Let’s start by considering the design choice in our case study to permit a configurable flag to delete medications in the same pharmacologic class. We can make arguments for and against this being a design error.
On the design error side, many patients are on multiple drugs in the same class, so this should never be an option. On the valuable feature side, it is more common to start a new medication as a replacement for one in the same class than to add a second drug from the same class.
Which side of the argument is “right”?
Perhaps the best approach is to have a deep discussion with end-users before finalizing your product design. Understanding how users might use or misuse an option can direct your development of safeguards for features that, in some circumstances, might cause harm.
There are many types of software design errors, from overflow bugs to security risks to user interfaces that obstruct workflow. While at some level, each can lead to a patient safety risk, here, the focus will be on those most proximate causes of patient safety risk: human-computer interface (HCI) to workflow mismatch, HCI inconsistency, and calculation error.

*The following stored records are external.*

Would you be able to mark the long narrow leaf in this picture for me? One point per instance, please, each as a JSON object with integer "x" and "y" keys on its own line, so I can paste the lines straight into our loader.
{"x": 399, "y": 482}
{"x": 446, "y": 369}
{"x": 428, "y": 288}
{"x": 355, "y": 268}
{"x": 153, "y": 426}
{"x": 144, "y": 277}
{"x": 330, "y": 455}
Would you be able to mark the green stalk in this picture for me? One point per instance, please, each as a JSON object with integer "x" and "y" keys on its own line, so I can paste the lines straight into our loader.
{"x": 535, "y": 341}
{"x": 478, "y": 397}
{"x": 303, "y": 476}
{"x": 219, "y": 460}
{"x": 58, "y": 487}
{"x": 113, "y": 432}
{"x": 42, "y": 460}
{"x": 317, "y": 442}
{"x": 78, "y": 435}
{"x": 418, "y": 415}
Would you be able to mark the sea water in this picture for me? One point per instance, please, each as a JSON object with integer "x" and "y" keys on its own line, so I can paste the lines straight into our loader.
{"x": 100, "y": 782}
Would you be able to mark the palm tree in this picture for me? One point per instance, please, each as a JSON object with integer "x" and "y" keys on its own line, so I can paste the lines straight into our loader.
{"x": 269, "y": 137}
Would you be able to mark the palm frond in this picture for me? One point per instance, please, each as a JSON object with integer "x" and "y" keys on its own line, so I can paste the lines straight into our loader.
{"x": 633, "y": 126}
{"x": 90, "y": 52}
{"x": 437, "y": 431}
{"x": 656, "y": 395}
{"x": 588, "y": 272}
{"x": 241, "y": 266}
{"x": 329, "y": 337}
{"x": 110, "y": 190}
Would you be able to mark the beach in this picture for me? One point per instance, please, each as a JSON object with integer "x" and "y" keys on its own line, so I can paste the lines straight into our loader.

At best, when the human-computer interface is inconsistent with user workflow, this mismatch slows the user relative to their prior performance. At worst, it promotes errors and forces workarounds. Along this continuum, there are many opportunities for patient harm by omission or commission. Workarounds can lead to steps being skipped. Errors can lead to incorrect medication being given.
How do you know when your software supports or impedes workflow?
Your users will tell you. As a result, the earlier you get their feedback, and the more often you ask them after implementation, the sooner you will learn about the challenges and find solutions. Naturally, it is better if you can get this feedback before, as well as after, your release, despite the various pressures that push the release cycle.
Inconsistent user interfaces commonly lead to errors of commission. An action is taken based on a learned pattern whether:
-visual (based on color, text style or word length),
-spatial (by screen location),
What happens when bold text on the medication orders means preferred, but bold on the culture results means antibiotics to avoid due to patient allergy?
They are two different areas, but in a more global context, bold means “good” when ordering medication, but “bad” when ordering antibiotics based on culture results. In this situation, especially when the user is busy or interrupted by other events, it is easy for a mistake to occur. Yes, you can blame the user for making the mistake, but the software promoted the likelihood of the mistake because of the inconsistency.
Unlike workflow errors, which can vary by specialty and geography, most interface errors can be resolved before the product leaves the developers. This is a field that has been well studied for decades, and NIST has developed resources to assist those EHR developers who have not created their own processes. Other health IT developers are likely to find useful tips as well at www.nist.gov/itl/iad/ehr-032012.cfm and www.nist.gov/itl/iad/creating-usable-ehrs.cfm
Calculation errors can be tricky to identify. Simple ones, like division by zero, appear early in testing. More complex calculations, based on multiple inputs, may not be immediately clear unless rigorous consideration is given to edge cases.
- What happens if the units we expect (e.g. kilograms) are different than the units we receive (e.g. pounds)? How will we know what the units are?
- Do our algorithms work in all stages of a patient’s life: intrauterine, immediately postpartum, less than a month old, less than a year old, infant, child, adolescent, young adult, adult, elderly?
- Will different specialties (e.g. pediatrics, OB/GYN, cardiology, cardiac surgery) interpret the data or data request in the same way? Are we asking for the data using clear language? Is specific training needed?
- Do laws and regulations in different states or countries impact our assumptions?
In most cases, the best answers will come from thoroughly involving your users in the design of your products.